Over the past two weeks I have been responding to a COVID-19 outbreak, affecting about 25% of the population of the community with even more in isolation, in one of the northern First Nations communities my work serves. It has been an insane amount of work and I’m exhausted and we aren’t done yet and I know that I am nowhere near as tired as the community members we are working with and supporting as I don’t have nearly the emotional labour and personal connection to the people ill and isolating as they do. But it got me thinking about how for most people, work-life balance exists on a spectrum.
Now what do I mean by that? I mean that at some points in our jobs and our careers, there will be times when our job requires more from us and times when our lives require more from us, and hopefully we have jobs and lives that can both be flexible enough to allow that.
So right now, in helping these people get through a devastating event, I am essentially abandoning my life in order to do my job. I leave my apartment for a week at a time, I work a minimum of twelve hours a day. I am the first one to the command centre and the last one to leave and I am still writing reports and doing paper work when I come back to my lodgings, which are in the health centre so it is quite hard to relax at all in the evenings. There is a TV, but whatever you play in the apartment also plays in the waiting room, so you have to be careful what you watch. I am pleasantly surprised by how quiet it is though, although I have yet to be here at all between the hours of eight in the morning and seven at night, so that could be different during the day.
And I’m lucky in that I don’t have children or a partner to be held accountable to for my life, I just get a pet sitter and miss out on a few things with friends, most of whom work at the same organization as I do, so they know what it’s like. So it’s not hard to abandon my life, although it has made arranging car repairs a bit difficult, and my weekend was consumed with laundry, grocery shopping, and meal prep (there aren’t really any restaurants where I am, and the grocery store closes earlier than I finish my work day and is about 45 minutes away, so you have to come prepared with your food for the week).
But then there have also been times in my life where my life needed more focus than my work. Like in 2020 when I had an emergency surgery and had to take a month of work, or from September 2017 to April 2019 when I was in grad school. And I was also lucky then that my employer cared about me, and valued education and allowed me to take as much time as I needed, and completely set my availability during school and practicum.

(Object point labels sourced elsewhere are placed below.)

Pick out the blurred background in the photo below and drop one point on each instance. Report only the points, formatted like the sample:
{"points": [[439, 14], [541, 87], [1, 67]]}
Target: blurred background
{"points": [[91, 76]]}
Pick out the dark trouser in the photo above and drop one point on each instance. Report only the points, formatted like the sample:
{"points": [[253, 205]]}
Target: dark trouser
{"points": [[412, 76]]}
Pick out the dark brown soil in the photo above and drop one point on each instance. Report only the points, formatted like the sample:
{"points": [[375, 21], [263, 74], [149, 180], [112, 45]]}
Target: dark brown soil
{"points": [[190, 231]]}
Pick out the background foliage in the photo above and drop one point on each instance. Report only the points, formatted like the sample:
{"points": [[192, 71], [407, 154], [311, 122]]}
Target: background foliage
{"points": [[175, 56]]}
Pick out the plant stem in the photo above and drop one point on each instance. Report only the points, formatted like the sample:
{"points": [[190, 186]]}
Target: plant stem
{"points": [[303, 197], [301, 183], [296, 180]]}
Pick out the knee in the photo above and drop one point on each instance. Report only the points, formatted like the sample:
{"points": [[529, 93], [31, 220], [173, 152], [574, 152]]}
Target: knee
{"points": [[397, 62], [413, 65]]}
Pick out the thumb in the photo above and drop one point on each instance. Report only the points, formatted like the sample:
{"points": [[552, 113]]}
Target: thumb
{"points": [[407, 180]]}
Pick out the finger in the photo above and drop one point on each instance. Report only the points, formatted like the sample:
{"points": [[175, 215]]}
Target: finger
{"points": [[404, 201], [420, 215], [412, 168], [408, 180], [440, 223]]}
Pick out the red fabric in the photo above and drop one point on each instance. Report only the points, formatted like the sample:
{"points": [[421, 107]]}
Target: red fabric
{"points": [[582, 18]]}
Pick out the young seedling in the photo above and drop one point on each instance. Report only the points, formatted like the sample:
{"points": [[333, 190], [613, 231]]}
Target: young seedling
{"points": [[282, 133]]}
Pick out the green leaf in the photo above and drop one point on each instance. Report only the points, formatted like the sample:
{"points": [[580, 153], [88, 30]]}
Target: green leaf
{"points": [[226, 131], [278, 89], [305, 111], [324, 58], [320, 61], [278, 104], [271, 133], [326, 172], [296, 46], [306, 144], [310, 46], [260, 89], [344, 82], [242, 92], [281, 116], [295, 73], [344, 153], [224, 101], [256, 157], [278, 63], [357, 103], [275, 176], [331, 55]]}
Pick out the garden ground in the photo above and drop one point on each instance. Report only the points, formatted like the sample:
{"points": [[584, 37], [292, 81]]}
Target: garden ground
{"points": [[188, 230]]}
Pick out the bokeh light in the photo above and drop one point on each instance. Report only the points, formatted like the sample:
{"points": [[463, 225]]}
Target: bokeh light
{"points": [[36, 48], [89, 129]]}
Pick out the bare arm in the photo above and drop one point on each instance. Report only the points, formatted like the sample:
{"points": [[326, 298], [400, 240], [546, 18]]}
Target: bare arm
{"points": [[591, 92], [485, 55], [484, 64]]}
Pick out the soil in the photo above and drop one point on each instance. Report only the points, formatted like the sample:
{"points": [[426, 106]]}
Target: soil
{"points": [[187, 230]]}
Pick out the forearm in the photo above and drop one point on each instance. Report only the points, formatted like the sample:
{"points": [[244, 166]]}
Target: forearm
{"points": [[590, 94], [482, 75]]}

We often think of work life balance as only things like setting boundaries on your email, Teams or Slack, and phone so that you have your evenings and weekends for your life. And maybe in some careers that works and is all you need if there are never times when more is required. But I am having a hard time thinking of what industries that would be. Fashion? Fashion month surely requires extra time. Accountants? Tax season and the end of the fiscal year? Public health and medicine, the entire pandemic, water crises, school vaccination season, etc. Veterinary medicine? Every Monday, after long weekends, and after holidays especially, or weekends in emergency vet med. Retail? Holidays like Christmas. I don’t know, maybe librarians?? Do librarians ever have rushes? I feel like they would actively discourage them haha.
But in short, I think that there are times in your life where your work is a priority, and others, when your life is your priority and ideally, you will be able to ebb and flow together in a way that allows you to be your best in both.
I don’t have any suggestions on improving work-life balance, just musings.